Нет, то были вторые роды…
Первыми она произвела на свет Кэед, крохотную девочку, которая тогда казалась воплощением всех возможных достоинств. К сожалению, сам Нануки не мог заниматься воспитанием дочери, дела его торговые требовали внимания, да и где это видано, чтобы мужчина тратил свое время.
Сорок пять лепестков, госпожа.
Кэед тиха и неприхотлива. Она не доставит проблем…
Ее растила мать жены, а уж у нее имелась мечта — сделать внучку наложницей Императора, и, быть может, не только наложницей… У Нануки теперь много денег, но это все одно не значит, что он готов их бросать на ветер. Сорок шесть цехинов?
Она и удумала эту глупость с бинтованием ног.
И что вышло?
Теща в прошлом году померла, примите боги душу ее смятенную… страшная женщина была, по правде, будто родич самого Сусаноо![11] Ей и супруг-то, когда жив был, не смел слова поперек сказать, что уж говорить о Нануки… вот и учила девочку всяким глупостям… на шелке рисовать… темари…[12] слышали, госпожа? Кумихино…[13] или вот еще кинусайга…[14] конечно, картины у нее получаются изрядные, но сколько уходит на шелка…
Не о том речь.
Теща-то померла, а Кэед осталась.
Нануки вновь женился. Он бы и раньше, да опасался… жену взял простую… он-то пусть и хорош в своем деле, а знает, где боги жить судили. Его Кокори тихая и скромная, родила ему сына, а потом и дочь. Она и Кэед приняла бы, как родную, если б та не была высокомерна…
Сорок семь цехинов золотых, госпожа… и в год еще пять… она шелками шить умеет, главное — построже с нею… картины ладные выходят, за одну прошлым разом целых три монеты он выручил.
При этих словах губы Кэед кривятся.
Это гримаса презрения?
Боли?
В остальном она делает вид, будто вовсе не слышит этого разговора, для нее унизительного.
Он честно пытался найти ей мужа. Но кому из знакомых его нужна жена, не способная до рынка дойти или в доме прибраться? Для уборки она слишком хороша.
А еще лицо.
Взгляните на ее лицо… за рисовой пудрой не видно, но…
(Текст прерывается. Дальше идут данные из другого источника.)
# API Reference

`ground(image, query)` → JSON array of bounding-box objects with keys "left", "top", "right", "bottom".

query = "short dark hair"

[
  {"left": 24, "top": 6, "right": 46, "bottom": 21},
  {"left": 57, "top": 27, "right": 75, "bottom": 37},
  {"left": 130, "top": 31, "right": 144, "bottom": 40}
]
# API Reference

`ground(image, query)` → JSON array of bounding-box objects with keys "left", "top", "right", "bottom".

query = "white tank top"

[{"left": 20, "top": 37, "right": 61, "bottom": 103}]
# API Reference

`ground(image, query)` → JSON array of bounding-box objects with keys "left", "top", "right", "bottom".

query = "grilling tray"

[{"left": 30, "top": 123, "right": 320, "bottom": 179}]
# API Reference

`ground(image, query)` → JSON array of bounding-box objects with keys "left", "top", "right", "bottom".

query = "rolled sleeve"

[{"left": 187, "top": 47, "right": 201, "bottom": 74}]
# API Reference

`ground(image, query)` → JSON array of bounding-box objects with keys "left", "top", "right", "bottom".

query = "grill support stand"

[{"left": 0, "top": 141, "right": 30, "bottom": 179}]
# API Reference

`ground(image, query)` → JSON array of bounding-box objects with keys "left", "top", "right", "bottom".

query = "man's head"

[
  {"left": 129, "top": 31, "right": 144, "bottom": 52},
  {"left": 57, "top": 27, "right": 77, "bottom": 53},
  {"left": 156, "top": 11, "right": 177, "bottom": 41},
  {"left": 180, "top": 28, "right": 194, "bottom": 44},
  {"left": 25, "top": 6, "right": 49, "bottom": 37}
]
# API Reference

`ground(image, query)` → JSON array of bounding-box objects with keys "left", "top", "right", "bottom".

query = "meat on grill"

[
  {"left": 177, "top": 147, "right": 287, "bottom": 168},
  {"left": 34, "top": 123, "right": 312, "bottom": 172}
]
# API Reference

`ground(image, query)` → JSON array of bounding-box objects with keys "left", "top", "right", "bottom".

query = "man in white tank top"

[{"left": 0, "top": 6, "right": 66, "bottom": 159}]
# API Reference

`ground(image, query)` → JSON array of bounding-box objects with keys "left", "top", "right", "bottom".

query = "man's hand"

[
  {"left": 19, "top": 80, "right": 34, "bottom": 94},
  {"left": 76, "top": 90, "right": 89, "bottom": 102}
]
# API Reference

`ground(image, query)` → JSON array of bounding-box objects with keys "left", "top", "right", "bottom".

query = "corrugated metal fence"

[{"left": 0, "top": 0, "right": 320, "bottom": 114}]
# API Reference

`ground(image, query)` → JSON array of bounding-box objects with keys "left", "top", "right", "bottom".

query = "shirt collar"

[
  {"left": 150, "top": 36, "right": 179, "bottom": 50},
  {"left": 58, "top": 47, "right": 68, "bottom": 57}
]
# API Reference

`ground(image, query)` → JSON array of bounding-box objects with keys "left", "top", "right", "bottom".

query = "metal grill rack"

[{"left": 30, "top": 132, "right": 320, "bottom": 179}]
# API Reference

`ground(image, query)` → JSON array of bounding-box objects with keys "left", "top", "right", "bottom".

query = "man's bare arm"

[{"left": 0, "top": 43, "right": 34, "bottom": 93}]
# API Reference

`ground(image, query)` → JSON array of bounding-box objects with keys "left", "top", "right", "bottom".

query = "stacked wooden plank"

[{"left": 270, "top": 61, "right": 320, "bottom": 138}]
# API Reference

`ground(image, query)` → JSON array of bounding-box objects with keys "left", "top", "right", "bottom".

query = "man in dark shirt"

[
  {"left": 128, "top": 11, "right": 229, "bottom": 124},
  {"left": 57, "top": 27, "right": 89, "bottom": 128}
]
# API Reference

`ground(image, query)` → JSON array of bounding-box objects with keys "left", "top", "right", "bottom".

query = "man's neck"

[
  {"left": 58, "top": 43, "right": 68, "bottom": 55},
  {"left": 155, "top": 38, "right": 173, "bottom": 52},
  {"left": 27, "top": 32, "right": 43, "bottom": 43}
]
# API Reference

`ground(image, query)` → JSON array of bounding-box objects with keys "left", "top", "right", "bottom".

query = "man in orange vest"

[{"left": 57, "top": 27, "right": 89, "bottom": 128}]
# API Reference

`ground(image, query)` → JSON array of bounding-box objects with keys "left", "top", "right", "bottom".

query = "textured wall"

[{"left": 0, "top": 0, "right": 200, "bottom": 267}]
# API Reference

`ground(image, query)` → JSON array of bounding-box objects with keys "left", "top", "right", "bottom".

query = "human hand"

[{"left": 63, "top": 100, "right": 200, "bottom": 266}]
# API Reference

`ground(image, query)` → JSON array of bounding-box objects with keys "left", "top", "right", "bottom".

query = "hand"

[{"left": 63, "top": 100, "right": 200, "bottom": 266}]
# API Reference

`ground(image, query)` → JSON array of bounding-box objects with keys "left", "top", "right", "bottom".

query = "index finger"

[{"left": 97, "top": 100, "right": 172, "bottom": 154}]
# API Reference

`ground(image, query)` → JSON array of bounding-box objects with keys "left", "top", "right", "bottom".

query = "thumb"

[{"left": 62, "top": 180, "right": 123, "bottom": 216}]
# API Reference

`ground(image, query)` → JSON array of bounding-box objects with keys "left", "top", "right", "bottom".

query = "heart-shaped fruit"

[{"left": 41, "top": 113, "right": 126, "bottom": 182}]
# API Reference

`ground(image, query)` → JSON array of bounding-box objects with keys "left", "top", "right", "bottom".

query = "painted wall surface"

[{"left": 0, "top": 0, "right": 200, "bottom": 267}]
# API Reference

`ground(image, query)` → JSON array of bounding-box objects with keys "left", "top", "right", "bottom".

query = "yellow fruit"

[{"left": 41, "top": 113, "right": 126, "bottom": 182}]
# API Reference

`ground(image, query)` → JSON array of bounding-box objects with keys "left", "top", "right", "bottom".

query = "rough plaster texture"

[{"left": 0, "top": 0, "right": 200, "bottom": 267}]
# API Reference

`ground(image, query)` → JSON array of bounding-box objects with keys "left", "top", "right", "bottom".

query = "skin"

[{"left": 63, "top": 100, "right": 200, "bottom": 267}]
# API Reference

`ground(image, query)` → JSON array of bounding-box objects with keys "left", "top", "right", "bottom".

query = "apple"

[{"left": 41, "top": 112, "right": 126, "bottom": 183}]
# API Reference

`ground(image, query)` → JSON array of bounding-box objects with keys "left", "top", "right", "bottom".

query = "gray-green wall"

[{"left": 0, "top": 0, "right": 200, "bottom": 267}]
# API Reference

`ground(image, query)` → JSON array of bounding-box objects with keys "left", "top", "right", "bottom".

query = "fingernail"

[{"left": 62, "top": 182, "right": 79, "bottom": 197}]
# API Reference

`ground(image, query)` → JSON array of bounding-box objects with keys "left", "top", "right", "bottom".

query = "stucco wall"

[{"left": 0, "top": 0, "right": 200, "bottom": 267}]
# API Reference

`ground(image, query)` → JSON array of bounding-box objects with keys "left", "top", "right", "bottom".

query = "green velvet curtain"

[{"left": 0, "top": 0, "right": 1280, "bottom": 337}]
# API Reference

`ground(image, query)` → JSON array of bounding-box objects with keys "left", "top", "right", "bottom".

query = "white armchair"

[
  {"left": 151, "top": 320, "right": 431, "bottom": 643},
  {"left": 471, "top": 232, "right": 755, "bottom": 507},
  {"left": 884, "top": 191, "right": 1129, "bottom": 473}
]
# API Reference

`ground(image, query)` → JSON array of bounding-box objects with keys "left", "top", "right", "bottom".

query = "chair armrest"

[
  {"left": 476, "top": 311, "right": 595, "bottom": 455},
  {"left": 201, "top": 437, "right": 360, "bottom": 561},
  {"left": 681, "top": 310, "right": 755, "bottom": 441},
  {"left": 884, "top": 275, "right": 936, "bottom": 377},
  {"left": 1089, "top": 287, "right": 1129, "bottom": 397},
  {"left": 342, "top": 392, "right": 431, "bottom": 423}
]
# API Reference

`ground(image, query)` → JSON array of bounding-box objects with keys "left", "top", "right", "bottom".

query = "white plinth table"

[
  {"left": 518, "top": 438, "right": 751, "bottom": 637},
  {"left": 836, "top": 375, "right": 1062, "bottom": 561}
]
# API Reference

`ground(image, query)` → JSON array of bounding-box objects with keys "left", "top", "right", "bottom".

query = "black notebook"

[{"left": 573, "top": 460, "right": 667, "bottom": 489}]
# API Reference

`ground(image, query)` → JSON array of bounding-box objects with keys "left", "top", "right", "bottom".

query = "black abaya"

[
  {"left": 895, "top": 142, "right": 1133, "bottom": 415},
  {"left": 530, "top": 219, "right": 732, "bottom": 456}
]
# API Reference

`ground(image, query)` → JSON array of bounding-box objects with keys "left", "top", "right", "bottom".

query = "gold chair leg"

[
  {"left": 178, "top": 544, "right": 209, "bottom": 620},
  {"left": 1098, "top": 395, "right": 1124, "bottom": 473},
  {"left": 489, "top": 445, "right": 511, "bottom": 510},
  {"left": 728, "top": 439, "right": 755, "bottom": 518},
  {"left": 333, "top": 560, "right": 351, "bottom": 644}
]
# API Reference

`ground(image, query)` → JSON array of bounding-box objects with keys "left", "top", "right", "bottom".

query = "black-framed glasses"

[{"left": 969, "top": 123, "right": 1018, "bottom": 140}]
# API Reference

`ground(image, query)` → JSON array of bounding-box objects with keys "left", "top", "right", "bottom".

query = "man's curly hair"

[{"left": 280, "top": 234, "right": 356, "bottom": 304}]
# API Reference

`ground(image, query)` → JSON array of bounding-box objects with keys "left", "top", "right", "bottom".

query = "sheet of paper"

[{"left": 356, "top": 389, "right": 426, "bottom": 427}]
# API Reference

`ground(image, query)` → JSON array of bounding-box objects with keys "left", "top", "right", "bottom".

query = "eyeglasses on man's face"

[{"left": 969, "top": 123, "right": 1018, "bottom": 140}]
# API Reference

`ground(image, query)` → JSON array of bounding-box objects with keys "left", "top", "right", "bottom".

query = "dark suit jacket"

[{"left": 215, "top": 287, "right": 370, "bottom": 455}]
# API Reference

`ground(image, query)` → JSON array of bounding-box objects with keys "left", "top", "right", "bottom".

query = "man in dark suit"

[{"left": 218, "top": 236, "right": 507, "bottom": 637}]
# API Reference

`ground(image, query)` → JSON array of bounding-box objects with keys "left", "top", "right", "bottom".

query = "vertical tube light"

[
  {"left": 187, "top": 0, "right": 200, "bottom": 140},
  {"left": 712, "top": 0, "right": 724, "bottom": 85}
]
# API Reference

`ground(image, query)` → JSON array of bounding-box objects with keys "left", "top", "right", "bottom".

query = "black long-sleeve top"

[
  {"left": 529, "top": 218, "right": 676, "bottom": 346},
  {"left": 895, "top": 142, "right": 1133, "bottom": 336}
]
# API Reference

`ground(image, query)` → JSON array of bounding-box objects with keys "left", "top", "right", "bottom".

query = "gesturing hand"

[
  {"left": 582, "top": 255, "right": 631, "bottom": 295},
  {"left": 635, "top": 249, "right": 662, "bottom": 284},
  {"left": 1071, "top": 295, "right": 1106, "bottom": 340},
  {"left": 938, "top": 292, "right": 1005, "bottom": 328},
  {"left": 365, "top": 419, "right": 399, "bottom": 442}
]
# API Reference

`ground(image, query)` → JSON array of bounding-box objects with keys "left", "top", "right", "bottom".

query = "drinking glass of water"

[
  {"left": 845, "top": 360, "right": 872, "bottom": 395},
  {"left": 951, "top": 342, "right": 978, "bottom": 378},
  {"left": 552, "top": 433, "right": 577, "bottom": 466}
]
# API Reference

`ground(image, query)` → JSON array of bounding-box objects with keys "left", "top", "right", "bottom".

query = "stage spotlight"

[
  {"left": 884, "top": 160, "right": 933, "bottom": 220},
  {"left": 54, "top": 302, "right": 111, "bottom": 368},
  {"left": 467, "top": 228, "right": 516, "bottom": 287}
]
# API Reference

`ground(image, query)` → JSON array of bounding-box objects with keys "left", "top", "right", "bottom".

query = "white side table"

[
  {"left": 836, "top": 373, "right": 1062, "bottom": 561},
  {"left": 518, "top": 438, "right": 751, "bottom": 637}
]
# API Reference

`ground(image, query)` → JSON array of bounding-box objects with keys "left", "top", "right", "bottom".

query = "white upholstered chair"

Его знакомые — люди простые, и тратиться на рисовую пудру, чтобы этакое уродство скрыть… нет уж, госпожа… забирайте и без торговли… никто не скажет, что Нануки бросил свою старшую дочь. Да только вот и в доме ее оставить не может. Будь она норовом поспокойней, он бы, конечно, еще подумал, а так… то глянет так, что у самого сердце обмирает, то слово бросит будто невзначай, словно в самую душу плюнет…
Что до брака ее, то сваха запросила двадцать лепестков, а жених, стало быть, вдесятеро потребует, а то и еще больше. Откуда такие деньги у простого торговца? Разориться, чтобы потакать прихотям умершей тещи? Нет, если госпожа сумеет найти жениха, согласного, скажем, на сорок лепестков, то Нануки заплатит их, а если нет, то пусть на то будет воля богов.
Она и вправду оказалась тихой и редко покидала свою комнату, пусть Иоко и приказала натянуть по дому веревки, да все одно каждый шаг для ножек, обутых в шелковые башмачки, давался с трудом.
Третья пришла сама.
Ее кимоно, пошитое из темно-синего шелка, украшенное колесами и черепахами, явно знавало лучшие времена. А сама она была крупна, сердита, и набеленное лицо с пят нами рисованных бровей казалось маской, и отнюдь не прекрасной.
— У меня осталось тридцать пять лепестков, — сказала она, вытащив из рукава шелковый сверток. — Их пока не отобрали… возьми меня, я крепка, я умею работать.
Ее звали Шину, достойная.
Она и вправду была достойной дочерью достойных родителей. Она родилась в маленьком рыбацком поселке и с юных лет помогала родителям.
Вышла замуж.
Родила двоих сыновей. И не ее вина, что боги оборвали нити их жизней во младенчестве. Она искренне горевала, но не позволяя горю вовсе ослепить себя.
Муж ее много работал, а она во всем была опорой ему, как и положено доброй жене. Он ушел подлунною дорогой в почтенном возрасте семидесяти семи лет.
Да, так уж вышло… и Шина была не первой его женой.
Она схоронила супруга и сделала это так, что никто из соседей не упрекнул бы ее в скупости.
А спустя неделю появились его сыновья.
Они и прежде наведывались. Редко. И всякий раз случались ссоры, ибо были сыновья вовсе не такими, какими желал их видеть старый Мицу. Ссоры эти печалили Шину, но разве смела она давать мужу советы? И ныне приняла пасынков, как и полагается, приветливо. Да и дело ли… ей ли лавку держать?